Before leaving, let’s summarize the key takeaways of our analysis:

  • Few politicians completely dominate the public debate – silent majority phenomenom does exist.
  • Topics politicians most talk about are not the ones where they most disagree – contrary to popular opinion, they agree on many issues!
  • Topics that most divide politicians are mostly “culture wars”, ephemeral topics that have little to do with a greater vision for the country.
  • Most significant axes of today’s political division are not clearly interpretable, but they show a clear dominance of topics to do with gun control or law enforcement. The authoritativeness axes seems alive and well!
  • On the other hand, the traditional left-right divide seems dead. Topics that shaped the political debate of the Global North such as government subsidies, taxation, or unions are nowhere to be found in the axes that separate the two parties.
  1. Due to technical limitations, we used only a subset of 600k quotes for learning the topics, assigning then a topic to the remaining quotes with the fitted model. Also, BERTopic initially extracted more than 3000 topics, where each topic was extremely narrow and provided little interpretation possibilities. Hence, the topics were later hierarchically merged to reduce them to the 1000 we employed in the rest of the analysis. 

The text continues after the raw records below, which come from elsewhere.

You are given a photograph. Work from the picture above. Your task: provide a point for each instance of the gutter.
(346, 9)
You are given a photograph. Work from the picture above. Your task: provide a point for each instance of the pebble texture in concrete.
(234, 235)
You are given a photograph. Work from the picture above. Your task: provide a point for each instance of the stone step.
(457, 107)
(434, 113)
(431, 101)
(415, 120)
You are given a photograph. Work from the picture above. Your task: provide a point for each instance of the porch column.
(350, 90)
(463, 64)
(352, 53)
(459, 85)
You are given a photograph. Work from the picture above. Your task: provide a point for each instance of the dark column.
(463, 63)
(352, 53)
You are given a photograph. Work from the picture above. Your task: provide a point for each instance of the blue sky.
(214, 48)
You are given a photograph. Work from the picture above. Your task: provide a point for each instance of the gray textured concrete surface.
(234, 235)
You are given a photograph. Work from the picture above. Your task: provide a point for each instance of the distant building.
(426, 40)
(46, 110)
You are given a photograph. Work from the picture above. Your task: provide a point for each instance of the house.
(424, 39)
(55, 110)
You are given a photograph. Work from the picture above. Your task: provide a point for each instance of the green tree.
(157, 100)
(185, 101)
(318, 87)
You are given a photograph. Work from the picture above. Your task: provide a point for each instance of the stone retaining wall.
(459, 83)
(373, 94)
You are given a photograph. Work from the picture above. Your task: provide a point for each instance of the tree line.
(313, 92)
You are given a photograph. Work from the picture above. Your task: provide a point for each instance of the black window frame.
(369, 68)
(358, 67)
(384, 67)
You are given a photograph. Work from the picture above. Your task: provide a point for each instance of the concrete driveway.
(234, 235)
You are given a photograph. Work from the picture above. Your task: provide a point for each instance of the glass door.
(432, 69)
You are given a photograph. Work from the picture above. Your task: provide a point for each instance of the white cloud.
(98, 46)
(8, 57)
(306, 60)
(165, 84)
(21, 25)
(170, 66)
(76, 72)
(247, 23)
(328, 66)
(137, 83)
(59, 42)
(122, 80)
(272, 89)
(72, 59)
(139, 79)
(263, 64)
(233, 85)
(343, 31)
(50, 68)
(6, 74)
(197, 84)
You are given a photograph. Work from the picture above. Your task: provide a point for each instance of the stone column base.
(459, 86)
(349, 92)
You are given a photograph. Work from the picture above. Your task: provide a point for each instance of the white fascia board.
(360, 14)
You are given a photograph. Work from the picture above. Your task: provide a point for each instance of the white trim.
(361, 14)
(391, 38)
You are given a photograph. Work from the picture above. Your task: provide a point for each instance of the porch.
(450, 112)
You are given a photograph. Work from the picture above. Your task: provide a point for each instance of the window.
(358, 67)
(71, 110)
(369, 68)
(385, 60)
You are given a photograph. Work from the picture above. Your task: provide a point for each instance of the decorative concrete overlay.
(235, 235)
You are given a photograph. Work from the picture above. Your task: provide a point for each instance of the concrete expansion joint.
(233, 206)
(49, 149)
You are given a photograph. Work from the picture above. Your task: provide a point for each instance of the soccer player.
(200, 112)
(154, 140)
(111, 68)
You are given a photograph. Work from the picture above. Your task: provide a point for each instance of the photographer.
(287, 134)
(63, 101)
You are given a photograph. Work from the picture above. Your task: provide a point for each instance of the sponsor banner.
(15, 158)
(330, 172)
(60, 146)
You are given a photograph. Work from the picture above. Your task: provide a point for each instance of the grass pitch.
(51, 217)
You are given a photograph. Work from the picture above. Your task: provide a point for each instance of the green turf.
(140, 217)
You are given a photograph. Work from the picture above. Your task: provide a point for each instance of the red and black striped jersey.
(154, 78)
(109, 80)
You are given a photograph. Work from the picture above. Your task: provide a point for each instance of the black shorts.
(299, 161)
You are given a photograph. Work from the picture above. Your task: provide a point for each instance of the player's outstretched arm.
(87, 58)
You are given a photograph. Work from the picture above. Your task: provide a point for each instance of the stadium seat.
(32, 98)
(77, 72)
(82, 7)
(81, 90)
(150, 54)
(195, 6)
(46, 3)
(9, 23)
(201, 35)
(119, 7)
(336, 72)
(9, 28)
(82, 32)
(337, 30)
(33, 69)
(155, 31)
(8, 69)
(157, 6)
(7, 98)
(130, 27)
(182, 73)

  2. From this step, we removed politicians with less than 1000 quotes and that have expressed themselves on less than 150 topics (the 15%), as lower thresholds under which we consider unlikely to obtain a sufficient representation of opinions. If politicians did not express an opinion towards a topic, we left their sentiment as NaN, eventually replacing it with 0 after standardization for further processing. 

  3. This approach has some clear shortcomings – by maximizing the difference between Republicans and Democrats, we are not taking into account the clear differences that exist within the parties. This applies especially to the democratic party which is particularly fragmented: centrists like Joe Manchin have little in common of with extreme progressives like Alexandria Occasio Cortez. However, out of several dimensionality reduction techniques we have tried, only a supervised method such as Neighbourhood components analysis (NCA) gave us interesting results in terms of separation. We also tried using PCA, t-SNE, and UMAP, all unsupervised techniques, but they seemed to focus more on the number of quotes people have rather than their political opinion. This is most likely because despite the fact that we did not explicitly include number of quotes, more quoted politicians expressed a sentiment towards more topics, and they were clustered together in the reduced space as a result. Also, in all the subsequent NCA plots, dimensionality reduction was applied on top of a matrix which in addition to the average sentiment also takes into account the interest in each topic, weighting the sentiment logarithmically with the number of quotes.